- What is Phenol?
- Nomenclature of Phenol.
- Pure sources of Phenol.
What is Phenol?
Phenols are much like alcohols however type stronger hydrogen bonds. Thus, they’re extra soluble in water than are alcohols and have greater boiling points. Phenols happen both as colorless liquids or white solids at room temperature and could also be extremely poisonous and caustic.
Phenols are broadly utilized in family merchandise and as intermediates for industrial synthesis. For instance, phenol itself is used (in low concentrations) as a disinfectant in family cleaners and in mouthwash. Phenol could have been the primary surgical antiseptic. In 1865 the British surgeon Joseph Lister used phenol as an antiseptic to sterilize his working area. With phenol used on this method, the mortality price from surgical amputations fell from 45 to fifteen % in Lister’s ward. Phenol is sort of poisonous, nonetheless, and concentrated options trigger extreme however painless burns of the pores and skin and mucous membranes. Much less-toxic phenols, reminiscent of n-hexylresorcinol, have supplanted phenol itself in cough drops and different antiseptic functions. Butylated hydroxytoluene (BHT) has a lot of decrease toxicity and is a typical antioxidant in meals.
In trade, phenol is used as a beginning material to make plastics, explosives reminiscent of picric acid, and drugs reminiscent of aspirin. The widespread phenol hydroquinone is the part of photographic developer that reduces uncovered silver bromide crystals to black metallic silver. Different substituted phenols are used within the dye trade to make intensely colored azo dyes. Mixtures of phenols (particularly the cresols) are used as elements in wooden preservatives reminiscent of creosote.
Nomenclature of phenols
Many phenolic compounds have been found and used lengthy earlier than chemists have been capable of deciding their constructions. Subsequently, trivial names (i.e., vanillin, salicylic acid, pyrocatechol, resorcinol, cresol, hydroquinone, and eugenol) are sometimes used for the commonest phenolic compounds.

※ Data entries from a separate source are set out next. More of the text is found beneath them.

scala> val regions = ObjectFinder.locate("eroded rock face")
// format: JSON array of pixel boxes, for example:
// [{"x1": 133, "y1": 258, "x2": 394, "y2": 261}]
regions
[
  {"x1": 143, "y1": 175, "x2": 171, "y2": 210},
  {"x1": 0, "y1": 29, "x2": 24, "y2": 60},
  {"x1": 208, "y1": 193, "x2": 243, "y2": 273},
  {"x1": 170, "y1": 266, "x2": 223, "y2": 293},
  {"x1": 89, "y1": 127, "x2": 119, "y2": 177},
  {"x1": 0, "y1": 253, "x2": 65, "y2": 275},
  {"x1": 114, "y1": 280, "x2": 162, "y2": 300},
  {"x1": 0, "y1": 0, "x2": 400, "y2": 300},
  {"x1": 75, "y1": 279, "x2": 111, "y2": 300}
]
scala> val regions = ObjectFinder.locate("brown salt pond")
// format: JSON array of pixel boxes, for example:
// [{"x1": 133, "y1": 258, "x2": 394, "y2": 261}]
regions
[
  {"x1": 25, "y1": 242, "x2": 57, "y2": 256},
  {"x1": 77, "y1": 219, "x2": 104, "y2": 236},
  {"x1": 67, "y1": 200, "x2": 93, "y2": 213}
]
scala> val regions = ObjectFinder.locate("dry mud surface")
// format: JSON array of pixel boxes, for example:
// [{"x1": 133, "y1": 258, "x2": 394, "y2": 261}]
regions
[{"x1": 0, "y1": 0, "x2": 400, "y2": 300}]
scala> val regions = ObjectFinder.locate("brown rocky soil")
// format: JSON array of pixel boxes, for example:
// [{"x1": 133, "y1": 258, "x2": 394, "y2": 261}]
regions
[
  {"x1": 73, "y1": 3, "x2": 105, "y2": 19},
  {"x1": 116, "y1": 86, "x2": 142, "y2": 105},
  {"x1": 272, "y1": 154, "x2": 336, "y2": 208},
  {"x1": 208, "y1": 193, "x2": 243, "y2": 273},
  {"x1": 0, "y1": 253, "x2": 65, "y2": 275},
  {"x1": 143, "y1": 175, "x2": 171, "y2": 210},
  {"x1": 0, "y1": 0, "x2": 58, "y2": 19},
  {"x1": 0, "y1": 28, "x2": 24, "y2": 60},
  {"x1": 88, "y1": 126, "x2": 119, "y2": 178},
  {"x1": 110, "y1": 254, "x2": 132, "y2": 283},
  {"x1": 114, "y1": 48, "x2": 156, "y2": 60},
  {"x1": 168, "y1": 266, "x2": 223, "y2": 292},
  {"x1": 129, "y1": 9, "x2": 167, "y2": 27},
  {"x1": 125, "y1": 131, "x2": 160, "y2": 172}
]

Systematic names are extra helpful, nonetheless, as a result of a scientific title specifies the precise construction of the compound. If the hydroxyl group is the principal purposeful group of phenol, the compound may be named as a substituted phenol, with carbon atom 1 bearing the hydroxyl group. For instance, the systematic title for thymol is 5-methyl-2-isopropyl phenol. Phenols with just one different substituent may be named utilizing both the suitable numbers or the ortho (1,2), meta (1,3), and para (1,4) system. Compounds with different principal purposeful teams may be named with the hydroxyl group as a hydroxy substituent. For instance, the systematic title for vanillin is 4-hydroxy-3-methoxy benzaldehyde.
Pure sources of phenols
Phenols are widespread in nature; examples embrace tyrosine, one of many commonplace amino acids present in most proteins; epinephrine (adrenaline), a stimulant hormone produced by the adrenal medulla; serotonin, a neurotransmitter within the mind; and urushiol, an irritant secreted by poison ivy to forestall animals from consuming its leaves. Most of the extra complicated phenols used as flavorings and aromas are obtained from essential oils of vegetation. For instance, vanillin, the principal flavoring in vanilla, is remoted from vanilla beans, and methyl salicylate, which has an attribute minty style and odor, is remoted from wintergreen. Different phenols obtained from vegetation embrace thymol, remoted from thyme, and eugenol, remoted from cloves.
Phenol, the cresols (methyl phenol), and different easy alkylated phenols may be obtained from the distillation of coal tar or crude petroleum.